About the position
We are seeking a Senior-Level Cybersecurity Specialist with SAP and DoD experience to design, implement, and sustain cybersecurity protections across a complex defense enterprise environment. This position is responsible for securing SAP and mission systems through robust risk management, A&A activities, vulnerability mitigation, and continuous monitoring. The successful candidate will be a subject matter expert who partners closely with engineers, program leadership, and government stakeholders to ensure systems meet stringent DoD cybersecurity and compliance requirements. The Cyber Security Specialist Senior-Level may identify and resolve highly complex issues to prevent cyber-attacks on information systems and to keep computer information systems secure from interruption of service, intellectual property theft, network viruses, data mining, financial theft, and theft of sensitive customer data, allowing business to continue as normal. The Cyber Security Specialist designs, installs, and manages security mechanisms that protect networks and information systems against hackers, breaches, viruses, and spyware. This individual responds to incidents, investigates violations, and recommends enhancements to plug potential security gaps. Senior-Level is competent in subject matter and concepts and generally considered a specialist in area of assignment. May lead individuals assisting in the work.
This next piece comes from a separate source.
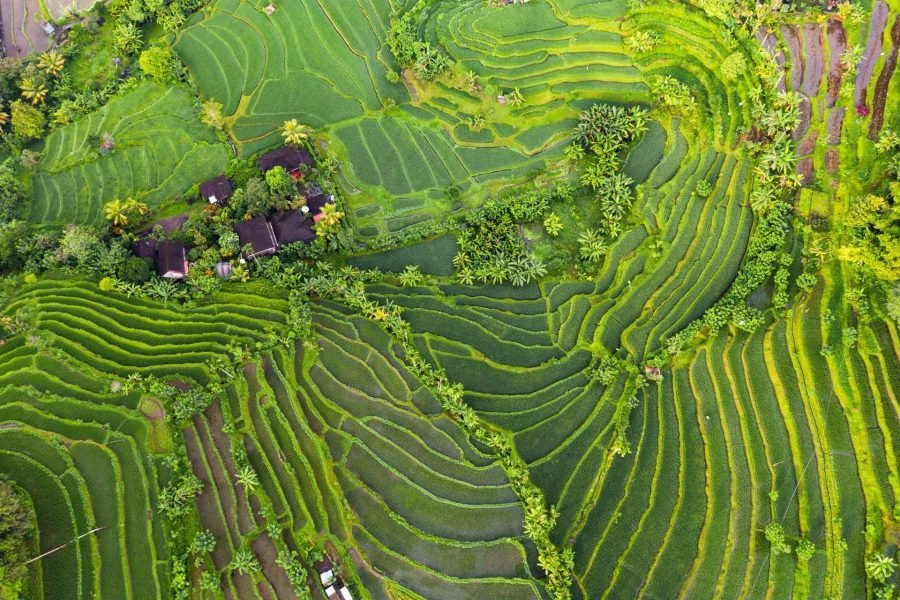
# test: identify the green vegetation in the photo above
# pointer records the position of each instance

Actively engaged in the risk management and mitigation, proactively identifies risks and develop plan of actions to address the risks Responsible for typical sets of controls such as firewalls, security of business systems, data leakage protection systems, patching, encryption, vulnerability scanning, pen testing Assessment and Authorization (A&A) work will include technical documentation, working authorization packages in eMASS, assessing cybersecurity vulnerabilities, engineering responses for system Plan of Action and Milestones (POAM), conducting risk analysis for Risk Acceptance Requests (RAR) and providing cybersecurity support for the program and customer meetings Monitor all operations and infrastructure for potential cybersecurity vulnerabilities in order to safeguard the organization’s digital security footprint Document and maintain all security tools and technology Regularly audit policies and controls continuously and improve, remediate, or promptly fix identified issues Keep leadership informed on the state of the information security program
Responsibilities
- Actively engaged in the risk management and mitigation, proactively identifies risks and develop plan of actions to address the risks
- Responsible for typical sets of controls such as firewalls, security of business systems, data leakage protection systems, patching, encryption, vulnerability scanning, pen testing
- Assessment and Authorization (A&A) work will include technical documentation, working authorization packages in eMASS, assessing cybersecurity vulnerabilities, engineering responses for system Plan of Action and Milestones (POAM), conducting risk analysis for Risk Acceptance Requests (RAR) and providing cybersecurity support for the program and customer meetings
- Monitor all operations and infrastructure for potential cybersecurity vulnerabilities in order to safeguard the organization’s digital security footprint
- Document and maintain all security tools and technology
- Regularly audit policies and controls continuously and improve, remediate, or promptly fix identified issues
- Keep leadership informed on the state of the information security program
Requirements
- Bachelor’s degree (or higher) in Computer Science, Engineering or related field
- Must be able to obtain and maintain a Secret level clearance. Preference will be given to candidates that possess an active DOD clearance.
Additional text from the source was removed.